Fig. 3. Residue deviations for KPC-2 and KPC-2^G89D from D-NEMD simulations. Deviations are calculated from the differences in Cα positions between perturbed and unperturbed systems (nonequilibrium vs. equilibrium simulations at equivalent time points) for each residue using the Kubo–Onsager relation. Cα deviations were then averaged over all 200 simulations (non-equilibrium simulations started from snapshots of 5 equilibrium simulations taken every 5 ns from 50 ns to 250 ns, Fig. S2 and S7†). (a) Residue deviations for KPC-2 5 ns after deletion of the active site ligand rendered onto KPC-2 crystal structure (PDB ID 6D16 (ref. 28)). (b) Difference in average residue deviations between KPC-2 and KPC-2^G89D 5 ns after deletion of the active site ligand rendered onto KPC-2 crystal structure (PDB ID 6D16). Positive values (red) indicate where Cα deviations were greater in KPC-2, negative values (blue) indicate where Cα deviations were greater in KPC-2^G89D. Many difference values are statistically significant, due to the large number of replicates obtained using the D-NEMD approach (Fig. S2 and S8†). The KPC^G89D structure was created using the ColabFold tool (Fig. S9†). The active site ligand (compound) is shown in stick form to highlight the active site region.
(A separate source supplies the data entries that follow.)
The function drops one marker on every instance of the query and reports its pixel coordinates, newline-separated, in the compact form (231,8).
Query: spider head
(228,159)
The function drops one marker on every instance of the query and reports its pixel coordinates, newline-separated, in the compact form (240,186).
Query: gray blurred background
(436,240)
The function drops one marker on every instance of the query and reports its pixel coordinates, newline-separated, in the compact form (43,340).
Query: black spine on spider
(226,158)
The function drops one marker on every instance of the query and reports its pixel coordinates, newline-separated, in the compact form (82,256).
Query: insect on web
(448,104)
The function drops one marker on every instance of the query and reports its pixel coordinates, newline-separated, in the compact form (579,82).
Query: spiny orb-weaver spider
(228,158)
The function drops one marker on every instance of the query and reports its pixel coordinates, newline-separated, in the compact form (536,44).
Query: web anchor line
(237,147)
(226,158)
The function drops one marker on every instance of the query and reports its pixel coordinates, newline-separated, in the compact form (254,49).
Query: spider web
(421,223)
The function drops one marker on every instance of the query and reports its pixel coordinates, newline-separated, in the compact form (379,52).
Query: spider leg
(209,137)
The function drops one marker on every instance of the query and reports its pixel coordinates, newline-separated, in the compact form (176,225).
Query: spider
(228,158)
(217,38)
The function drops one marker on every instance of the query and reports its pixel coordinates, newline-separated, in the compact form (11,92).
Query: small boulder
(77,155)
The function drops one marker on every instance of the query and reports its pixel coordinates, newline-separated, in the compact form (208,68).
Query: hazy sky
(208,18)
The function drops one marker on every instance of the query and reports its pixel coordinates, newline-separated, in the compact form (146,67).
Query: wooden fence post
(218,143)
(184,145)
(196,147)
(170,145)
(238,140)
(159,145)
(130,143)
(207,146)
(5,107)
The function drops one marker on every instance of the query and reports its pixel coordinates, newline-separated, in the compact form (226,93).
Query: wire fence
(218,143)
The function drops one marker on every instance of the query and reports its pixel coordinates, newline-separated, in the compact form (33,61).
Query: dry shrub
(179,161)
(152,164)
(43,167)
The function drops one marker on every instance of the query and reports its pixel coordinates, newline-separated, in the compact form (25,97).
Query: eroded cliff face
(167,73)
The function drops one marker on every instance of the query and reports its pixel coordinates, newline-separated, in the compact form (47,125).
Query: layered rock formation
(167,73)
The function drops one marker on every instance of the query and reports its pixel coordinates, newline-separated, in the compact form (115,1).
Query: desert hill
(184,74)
Fig. 4. Crystal structures of the KPC-2^G89D mutant compared with KPC-2. (a) Active sites of uncomplexed (apo) KPC-2^G89D (magenta, this work) and KPC-2 (PDB ID 5UL8, blue). Residues implicated in catalysis are shown as sticks, and the deacylating water molecule (DW) as a red sphere. (b) α2–β4 loops of KPC-2^G89D (magenta) and KPC-2. The additional hydrogen bond between D89 and Q86 in the KPC-2^G89D structure is highlighted (black, dashed line). (c) Active site of the KPC-2^G89D/E166Q : meropenem acyl–enzyme (side chain carbon atoms in grey, Δ2 tautomer in cyan and Δ1-(2R) in green, Fig. S15–S17†). Hydrogen bonds between the enzyme and meropenem are shown (black, dashed lines). (d) Active site of the KPC-2^G89D/E166Q : imipenem acyl–enzyme (side chain carbon atoms tan, Δ1-(2R) tautomer in red and Δ1-(2S) tautomer in pink, Fig. S14–S17†). Hydrogen bonds are those observed in the KPC-2^G89D/E166Q : meropenem complex (distances between atoms differ, Fig. S16†). Note multiple conformations of Gln166 in both KPC-2^G89D/E166Q : carbapenem complexes, in particular the ‘out’ conformation of Gln166 in the KPC-2^G89D/E166Q : imipenem acyl–enzyme. (e) Architecture of the α2–β4 loop in KPC-2^G89D/E166Q : meropenem acyl–enzyme complex (grey) and the KPC-2^G89D/E166Q : imipenem acyl–enzyme complex (tan). (f) α2–β4 loop in the KPC-2^G89D/E166Q : meropenem derived acyl–enzyme complex (grey) and the KPC-2^G89D/E166Q : imipenem derived acyl–enzyme complex (tan) and KPC-2 : meropenem (PDB 8AKL, blue).